Viven solos en una casa inmensa, en lo alto de una colina arbolada. Ninguna ruta llega hasta el caserón. Solo un estrecho sendero serpenteante que se retuerce una y otra vez entre los árboles. La senda de tierra y piedras termina en una tranquera teñida de negro, clausurada desde hace algunos años. A ambos extremos del portón se erigen columnas de ladrillos que sirven, además de sostener la tranquera, para contener el buzón empotrado una, la otra la caja con las térmicas y el medidor eléctrico. Una vez al día Mariano baja por el camino para abrir el buzón y chequear la correspondencia; en ocasiones también pide algunos víveres a un almacén cercano que se los deja en la puerta. No hay timbre, de manera que por teléfono combinan el monto a pagar; él lo deposita (más propina) debajo de una piedra que anida en la entrada, antes o luego de recoger los comestibles (y el correo). La vida en una comunidad pequeña permite semejante atrevimiento.
Más allá del cerco de unos tres metros de altura (tan apretado que el puño de un humano apenas podría traspasarlo) hecho de ligustro y caña y ciprés y fresno que impide el paso por los costados de la entrada, se abre un camino no muy ancho, de unos doscientos metros de longitud, que conduce hasta el arroyo que penetra la colina. Juana acostumbra pasar allí las mañanas, siempre bajo la supervisión atenta de Renata. El terreno que remonta el río en dirección a la casa, va de este a oeste, se compone de un tupido bosque con árboles de todo tipo, árboles que en su mayoría alcanzan los veinte metros de altura. Como el sol apenas puede abrirse paso, el piso se encuentra desbordante de hojas secas, lodo, pinocha que descose la hierba fresca; en el claro se distinguen múltiples variedades de flores silvestres, un pequeño estanque, robles silenciosos y claros ocultos. Sobres las copas de los árboles el cielo brilla intensamente y unos acebos de tupido follaje impiden ver las paredes de la casa, además de ocultar el paisaje, detener los vientos. Este es el mundo de Juana y Renata, el que prefieren de veras. Mariano no, Mariano opta por pasar la mayor parte del día enterrado en la huerta que alimenta con todo lo que sea de estación.

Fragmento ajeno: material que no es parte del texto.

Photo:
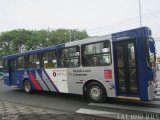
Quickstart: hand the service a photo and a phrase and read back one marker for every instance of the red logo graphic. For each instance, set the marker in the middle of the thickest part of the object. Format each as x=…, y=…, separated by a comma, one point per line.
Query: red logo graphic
x=108, y=74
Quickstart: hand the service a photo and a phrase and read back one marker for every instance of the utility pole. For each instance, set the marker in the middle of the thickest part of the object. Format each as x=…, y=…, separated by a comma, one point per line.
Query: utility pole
x=140, y=16
x=70, y=35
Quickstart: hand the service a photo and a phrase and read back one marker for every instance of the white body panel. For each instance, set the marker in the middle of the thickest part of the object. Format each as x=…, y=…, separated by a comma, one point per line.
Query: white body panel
x=72, y=80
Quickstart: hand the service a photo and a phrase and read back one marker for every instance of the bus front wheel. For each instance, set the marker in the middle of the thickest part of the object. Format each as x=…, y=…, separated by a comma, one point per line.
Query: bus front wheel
x=96, y=92
x=27, y=87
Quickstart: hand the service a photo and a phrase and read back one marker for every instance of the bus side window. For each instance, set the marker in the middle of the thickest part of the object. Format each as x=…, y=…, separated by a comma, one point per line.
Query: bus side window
x=13, y=65
x=49, y=59
x=34, y=61
x=5, y=65
x=69, y=57
x=21, y=63
x=96, y=54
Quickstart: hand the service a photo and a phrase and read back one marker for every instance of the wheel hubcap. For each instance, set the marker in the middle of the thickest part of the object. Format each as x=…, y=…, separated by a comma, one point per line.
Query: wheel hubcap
x=95, y=93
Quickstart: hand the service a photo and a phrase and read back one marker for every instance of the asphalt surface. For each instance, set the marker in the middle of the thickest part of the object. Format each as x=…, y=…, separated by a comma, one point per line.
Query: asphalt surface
x=68, y=105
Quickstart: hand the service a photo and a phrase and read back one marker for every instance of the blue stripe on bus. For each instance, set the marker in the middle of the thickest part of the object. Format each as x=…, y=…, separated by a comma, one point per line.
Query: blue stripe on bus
x=51, y=81
x=43, y=81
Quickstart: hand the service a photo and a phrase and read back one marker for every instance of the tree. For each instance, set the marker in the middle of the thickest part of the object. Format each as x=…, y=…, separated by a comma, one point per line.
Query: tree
x=13, y=41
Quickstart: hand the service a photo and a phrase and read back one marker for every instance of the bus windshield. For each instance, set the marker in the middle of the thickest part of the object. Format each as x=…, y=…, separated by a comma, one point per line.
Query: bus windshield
x=151, y=54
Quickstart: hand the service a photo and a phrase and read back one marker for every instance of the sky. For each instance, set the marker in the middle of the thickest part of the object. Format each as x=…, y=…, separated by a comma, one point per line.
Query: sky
x=97, y=17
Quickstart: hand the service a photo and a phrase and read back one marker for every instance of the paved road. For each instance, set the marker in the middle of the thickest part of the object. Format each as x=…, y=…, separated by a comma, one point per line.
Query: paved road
x=117, y=109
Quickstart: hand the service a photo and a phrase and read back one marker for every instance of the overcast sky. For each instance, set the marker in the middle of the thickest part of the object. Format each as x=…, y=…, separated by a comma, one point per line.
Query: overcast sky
x=98, y=17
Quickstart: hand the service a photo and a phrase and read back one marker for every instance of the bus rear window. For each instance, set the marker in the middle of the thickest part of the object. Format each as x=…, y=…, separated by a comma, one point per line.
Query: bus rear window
x=96, y=54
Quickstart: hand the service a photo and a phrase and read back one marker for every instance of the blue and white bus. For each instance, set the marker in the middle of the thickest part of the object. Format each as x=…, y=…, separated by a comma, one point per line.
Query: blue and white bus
x=119, y=65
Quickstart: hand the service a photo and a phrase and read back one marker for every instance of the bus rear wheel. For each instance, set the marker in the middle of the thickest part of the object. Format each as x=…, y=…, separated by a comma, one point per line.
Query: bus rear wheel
x=96, y=92
x=27, y=87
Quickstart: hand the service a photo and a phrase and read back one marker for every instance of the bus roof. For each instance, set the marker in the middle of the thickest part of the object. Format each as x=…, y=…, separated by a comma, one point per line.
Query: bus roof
x=142, y=31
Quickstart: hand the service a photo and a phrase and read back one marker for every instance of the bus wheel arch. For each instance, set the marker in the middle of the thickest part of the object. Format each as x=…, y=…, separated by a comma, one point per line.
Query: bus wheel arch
x=27, y=86
x=95, y=91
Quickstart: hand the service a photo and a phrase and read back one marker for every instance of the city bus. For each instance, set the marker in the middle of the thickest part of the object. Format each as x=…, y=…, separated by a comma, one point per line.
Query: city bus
x=1, y=72
x=119, y=65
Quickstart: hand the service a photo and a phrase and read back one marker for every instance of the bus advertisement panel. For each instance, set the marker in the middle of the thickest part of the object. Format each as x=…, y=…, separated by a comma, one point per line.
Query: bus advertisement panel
x=119, y=65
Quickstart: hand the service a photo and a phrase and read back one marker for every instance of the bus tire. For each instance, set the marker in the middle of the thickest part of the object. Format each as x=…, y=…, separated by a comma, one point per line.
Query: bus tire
x=96, y=92
x=27, y=86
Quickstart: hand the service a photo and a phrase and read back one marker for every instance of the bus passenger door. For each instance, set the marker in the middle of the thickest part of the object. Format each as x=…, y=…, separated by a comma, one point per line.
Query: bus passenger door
x=126, y=69
x=12, y=71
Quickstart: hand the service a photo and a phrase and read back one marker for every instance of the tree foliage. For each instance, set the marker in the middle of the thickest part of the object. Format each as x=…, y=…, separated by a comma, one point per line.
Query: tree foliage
x=12, y=41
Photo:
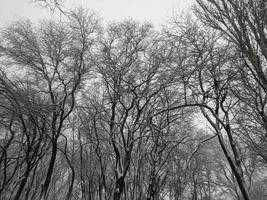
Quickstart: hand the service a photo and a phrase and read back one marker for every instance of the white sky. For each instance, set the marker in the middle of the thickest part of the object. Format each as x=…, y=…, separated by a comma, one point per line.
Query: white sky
x=155, y=11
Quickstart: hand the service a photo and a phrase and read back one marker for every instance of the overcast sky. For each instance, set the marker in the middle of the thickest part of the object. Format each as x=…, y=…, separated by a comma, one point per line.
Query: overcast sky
x=156, y=11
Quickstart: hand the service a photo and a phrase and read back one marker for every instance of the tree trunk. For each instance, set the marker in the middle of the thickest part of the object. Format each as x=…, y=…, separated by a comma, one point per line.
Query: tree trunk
x=119, y=188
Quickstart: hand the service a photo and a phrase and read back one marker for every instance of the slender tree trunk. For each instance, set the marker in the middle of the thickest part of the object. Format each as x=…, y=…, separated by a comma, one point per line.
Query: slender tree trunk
x=46, y=184
x=119, y=188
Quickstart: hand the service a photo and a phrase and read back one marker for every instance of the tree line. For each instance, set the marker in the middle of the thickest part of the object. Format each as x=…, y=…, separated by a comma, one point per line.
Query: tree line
x=123, y=111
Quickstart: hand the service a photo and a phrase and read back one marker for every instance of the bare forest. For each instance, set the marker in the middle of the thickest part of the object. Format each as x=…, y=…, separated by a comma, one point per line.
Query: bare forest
x=126, y=111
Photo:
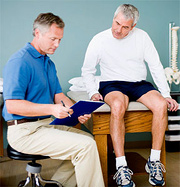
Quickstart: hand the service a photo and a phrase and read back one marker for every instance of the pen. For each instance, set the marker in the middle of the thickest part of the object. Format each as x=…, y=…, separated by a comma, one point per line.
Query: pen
x=64, y=106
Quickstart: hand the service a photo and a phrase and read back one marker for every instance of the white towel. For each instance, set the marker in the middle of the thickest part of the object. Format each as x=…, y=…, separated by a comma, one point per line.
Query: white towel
x=78, y=85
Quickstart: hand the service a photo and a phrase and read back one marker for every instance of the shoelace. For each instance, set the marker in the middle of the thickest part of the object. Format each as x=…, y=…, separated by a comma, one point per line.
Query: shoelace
x=122, y=171
x=157, y=168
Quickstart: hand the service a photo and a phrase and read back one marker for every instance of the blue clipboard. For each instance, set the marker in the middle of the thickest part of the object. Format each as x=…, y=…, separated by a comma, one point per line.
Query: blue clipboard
x=80, y=108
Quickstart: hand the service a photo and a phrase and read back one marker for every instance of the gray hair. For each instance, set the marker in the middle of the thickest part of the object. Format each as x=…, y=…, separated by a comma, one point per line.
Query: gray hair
x=45, y=20
x=129, y=12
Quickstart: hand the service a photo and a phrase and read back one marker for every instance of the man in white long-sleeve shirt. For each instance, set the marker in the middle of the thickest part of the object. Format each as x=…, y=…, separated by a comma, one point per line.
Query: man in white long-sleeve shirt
x=121, y=52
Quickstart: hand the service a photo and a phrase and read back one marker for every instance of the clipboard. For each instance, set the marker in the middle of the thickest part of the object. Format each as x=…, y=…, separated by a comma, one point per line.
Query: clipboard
x=80, y=108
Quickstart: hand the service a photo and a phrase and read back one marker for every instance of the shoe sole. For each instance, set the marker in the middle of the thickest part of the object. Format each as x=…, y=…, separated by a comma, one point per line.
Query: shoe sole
x=148, y=171
x=133, y=185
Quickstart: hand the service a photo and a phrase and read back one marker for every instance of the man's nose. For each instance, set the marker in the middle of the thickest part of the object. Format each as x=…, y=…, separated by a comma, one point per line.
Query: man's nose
x=119, y=29
x=56, y=43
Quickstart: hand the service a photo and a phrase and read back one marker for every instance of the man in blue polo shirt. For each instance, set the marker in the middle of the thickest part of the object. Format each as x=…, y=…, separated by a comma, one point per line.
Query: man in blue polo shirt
x=32, y=94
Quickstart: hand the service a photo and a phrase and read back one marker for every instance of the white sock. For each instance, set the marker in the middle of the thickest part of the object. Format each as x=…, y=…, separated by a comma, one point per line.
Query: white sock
x=121, y=161
x=155, y=155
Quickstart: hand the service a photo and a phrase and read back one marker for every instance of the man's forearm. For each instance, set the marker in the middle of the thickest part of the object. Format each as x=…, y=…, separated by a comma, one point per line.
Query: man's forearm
x=26, y=108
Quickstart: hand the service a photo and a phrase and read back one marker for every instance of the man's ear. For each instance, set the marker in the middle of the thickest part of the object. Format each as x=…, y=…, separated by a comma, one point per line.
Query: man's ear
x=37, y=32
x=133, y=26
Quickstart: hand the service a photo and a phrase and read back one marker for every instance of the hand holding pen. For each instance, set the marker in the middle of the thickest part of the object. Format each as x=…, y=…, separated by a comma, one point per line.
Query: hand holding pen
x=65, y=106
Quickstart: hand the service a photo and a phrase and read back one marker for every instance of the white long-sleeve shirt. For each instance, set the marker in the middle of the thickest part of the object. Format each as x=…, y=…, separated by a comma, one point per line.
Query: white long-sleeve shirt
x=123, y=60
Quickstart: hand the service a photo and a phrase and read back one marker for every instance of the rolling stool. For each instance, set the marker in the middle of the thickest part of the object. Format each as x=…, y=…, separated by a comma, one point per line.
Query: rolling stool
x=32, y=168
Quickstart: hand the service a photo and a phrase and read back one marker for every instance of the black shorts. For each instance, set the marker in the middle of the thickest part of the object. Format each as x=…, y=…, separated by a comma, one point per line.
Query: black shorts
x=134, y=90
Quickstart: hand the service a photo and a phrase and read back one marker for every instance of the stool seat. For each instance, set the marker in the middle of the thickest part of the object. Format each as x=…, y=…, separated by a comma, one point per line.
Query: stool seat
x=13, y=154
x=32, y=168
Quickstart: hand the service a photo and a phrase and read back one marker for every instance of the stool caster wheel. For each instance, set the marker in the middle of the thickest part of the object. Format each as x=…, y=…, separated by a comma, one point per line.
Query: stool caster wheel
x=22, y=183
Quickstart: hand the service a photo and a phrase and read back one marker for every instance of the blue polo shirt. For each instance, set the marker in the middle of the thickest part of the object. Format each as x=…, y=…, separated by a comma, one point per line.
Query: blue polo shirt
x=31, y=76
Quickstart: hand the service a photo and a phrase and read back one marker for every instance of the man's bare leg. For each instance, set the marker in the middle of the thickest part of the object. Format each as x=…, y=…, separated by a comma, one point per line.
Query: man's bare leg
x=158, y=105
x=118, y=103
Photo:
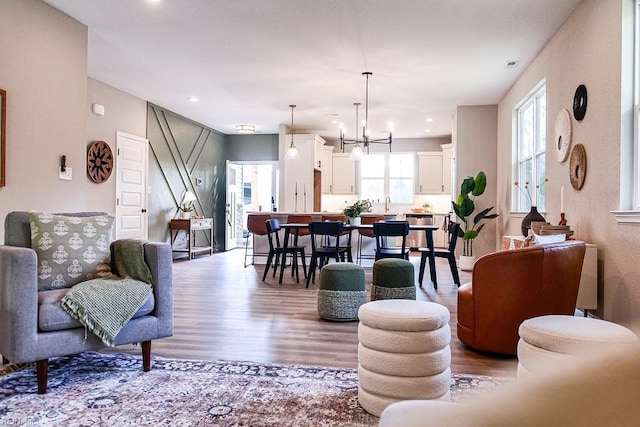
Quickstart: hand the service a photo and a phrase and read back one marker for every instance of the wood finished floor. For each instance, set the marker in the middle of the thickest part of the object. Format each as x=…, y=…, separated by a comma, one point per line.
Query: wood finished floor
x=223, y=311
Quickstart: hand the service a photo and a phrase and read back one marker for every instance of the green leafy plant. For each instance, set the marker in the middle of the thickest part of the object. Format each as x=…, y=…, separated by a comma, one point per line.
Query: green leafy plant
x=187, y=207
x=357, y=208
x=464, y=207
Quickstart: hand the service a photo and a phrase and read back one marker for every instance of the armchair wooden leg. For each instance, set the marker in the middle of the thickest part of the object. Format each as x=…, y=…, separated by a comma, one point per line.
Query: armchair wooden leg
x=42, y=371
x=146, y=356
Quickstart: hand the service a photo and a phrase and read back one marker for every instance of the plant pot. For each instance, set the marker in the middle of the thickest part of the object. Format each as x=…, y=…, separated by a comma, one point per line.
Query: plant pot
x=466, y=262
x=533, y=215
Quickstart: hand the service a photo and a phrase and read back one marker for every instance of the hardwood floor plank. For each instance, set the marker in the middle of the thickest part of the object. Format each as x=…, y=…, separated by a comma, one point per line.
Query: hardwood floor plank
x=223, y=311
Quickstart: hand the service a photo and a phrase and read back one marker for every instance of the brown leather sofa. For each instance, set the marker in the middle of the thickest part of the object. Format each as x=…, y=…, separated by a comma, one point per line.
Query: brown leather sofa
x=509, y=287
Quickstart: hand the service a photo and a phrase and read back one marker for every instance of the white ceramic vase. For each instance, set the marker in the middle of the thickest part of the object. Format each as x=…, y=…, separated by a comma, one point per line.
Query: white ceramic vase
x=467, y=262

En la mañana que arribé, se cumplían cuatro años de la muerte de Amalia, la madre de las niñas, la esposa de mi amigo Mariano. Antes de llegar a la casa me dediqué a recorrer el terreno que visitaba por primera vez, y que sin embargo ya lo sentía propio, por las fotos, videos y retratos verbales que me había acercado mi amigo por whatsapp, desde aquel otoño cuando decidió abandonar Buenos Aires para arrancar de nuevo. Deambulé dentro del showroom serrano por más de una hora. Intentaba por todos los medios esquivar el encuentro, tironear de alguna forma porciones de voluntad para lograr así trenzar un abrazo con mi amigo en aquel día, tan especial para él, para las niñas. Renata, que hacía apenas unas semanas había cumplido 14, estaba sola a orillas del estanque. El cielo estaba ahí, sobre los árboles, y el agua estaba allí, a su lado.
Sentada no muy lejos de ese espacio, Juana ordenaba los largos pliegues de su vestido. Observó sobresaltada que un tobillo le ardía. Era primavera, ese momento de la primavera en que se han abierto los brotes, cuando ha cesado la presión de la savia en los vasos resecos. El aire era pesado y suave. El admirable canto de un pájaro traspasó las hojas.
Llegado el mediodía, yo todavía me encontraba ahí, observándolo todo a la distancia. De súbito comprendí que aquello me volvía miserable y cobarde. Fue entonces que decidí emprender el camino opuesto, volver sobre mis pasos, caminar junto a mi sombra. Cruzar la tranquera clausurada. Esta semana volví a hablar con Mariano luego de meses sin hacerlo. Le confesé este desvarío. Sanamente comprendió lo ocurrido. Sanamente me pidió que de aquí y para siempre nunca vuelva a visitarlo, que jamás vuelva a comunicarme con él, ni con sus hijas.